En tout et pour tout, 132000 femmes et enfants furent incarcérés à Ravensbrück. On estime que 92000 d’entre eux y furent assassinés ou moururent d’épuisement ou de faim.

Victime à Ravensbrück.
Victime à Ravensbrück.

Dans les derniers mois de la guerre, suite à l’avance rapide des forces soviétiques, des milliers de femmes furent gazées. Ainsi, en mars 1945, 130 nourrissons et femmes enceintes furent gazées dans un wagon de chemin de fer.

Fin mars 1945, les SS évacuèrent les archives du camp ainsi que les machines des ateliers.

Le 27 et 28 avril 1945, les SS ordonnèrent à toutes les prisonnières capables de marcher d’évacuer le camp. Seules 3000 femmes malades et complètement exténuées, ainsi que 300 hommes restèrent au camp.

Le camp fut libéré le 30 avril 1945 par les troupes russes. Les femmes survivantes de la marche de la mort imposée par les SS furent libérées en chemin.

Vue générale de Ravensbrück à la libération.
Vue générale de Ravensbrück à la libération.

Localisation: Nord de l’Allemagne, près de Furstenberg
Créé en: 1938
Libération: 30 avril 1945, par l’Armée Russe.
Estimation du nombre de victimes: 92.000

Le « camp de jeunesse » de Uckermark

Après sélection par le commandant SS Suhren et les médecins SS Schwarzhuber et Pflaum, les prisonnières trop faibles pour travailler étaient transférées au « camp de jeunesse » de Uckermark pour s’y « reposer ».

Les prisonnières devaient défiler devant les gardes et médecins SS et montrer qu’elles étaient encore en bonne santé. Avoir les pieds gonflés, être trop amaigrie ou malade signifiait presque toujours l’envoi au « repos ». En réalité, ce « repos » imposé par les SS consistait à être enfermé dans les baraques du « camp de jeunesse » sans aucun soins ni nourriture jusqu’à ce que mort s’en suive.

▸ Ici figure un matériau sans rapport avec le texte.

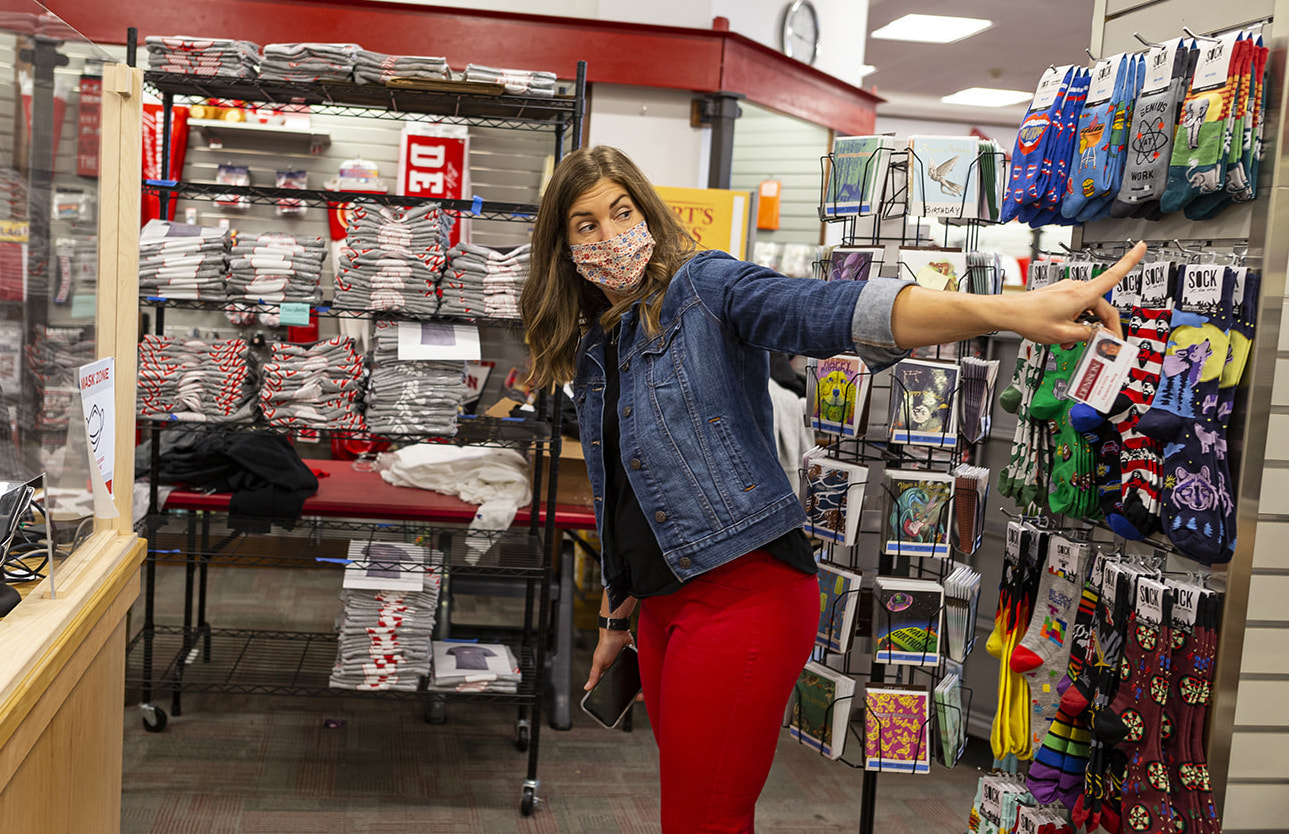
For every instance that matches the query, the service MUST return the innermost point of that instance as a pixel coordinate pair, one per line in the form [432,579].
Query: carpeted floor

Mais la majorité des femmes envoyées à Uckermark n’y arrivaient même pas. Elles étaient gazées dans plusieurs camions spécialement aménagés dans ce but.

Un de ces véhicules était un ancien camion sanitaire de l’armée néerlandaise transformé en chambre à gaz mobile. Les autres camions étaient des véhicules de transports fermés communément appelé par les prisonnières les « Mina Vertes ». Les victimes étaient empoisonnées par les gaz d’échappement provenant du moteur.

Les SS appelaient le transfert pour Uckermark « transport pour Mittweida ». « Mittweida » était le nom de code signifiant le gazage.

Les enfants de Ravensbrück

Une des principale caractéristique du camp de Ravensbrück était le fait que des centaines d’enfants y étaient prisonniers.

La barbarie nazie fut sans limite vis-à-vos de ces enfants et leur sort fut absolument épouvantable.

Les enfants étaient condamnés à mort avant même leur naissance. Les nouveaux-nés étaient immédiatement arrachés des bras de leur mère et noyés ou tout simplement jetés dans un seau pour y mourir.

Dans la majorité des cas, cela se faisait en présence de la mère. Les nombreux témoignages enregistrés après la guerre font état d’enfants jeté au feu, enterrés vivants, empoisonnés, étranglés, noyés.

Les médecins SS les utilisèrent également pour des expériences médicales ou stérilisaient des jeunes filles, quelquefois à peine âgée de 8 ans, par exposition directe des organes génitaux aux rayons X (Dr. Clauberg).

Au début de l’existence de Ravensbrück, les enfants étaient immédiatement tués. Le médecin SS Rosenthal et son amie Gerda Quernheim avortaient de force les prisonnières, souvent dans des conditions bestiales. Par après, certains enfants furent laissés en vie à la naissance mais les conditions de vie en vigueur dans le camp ne faisaient dans la plupart des cas que retarder leur mort.

Seul les enfants les plus vigoureux purent survivre. Ils devaient aider les femmes à exécuter les travaux les plus lourds, de jour comme de nuit. De ces enfants, quelques-uns seulement ont survécu à la guerre.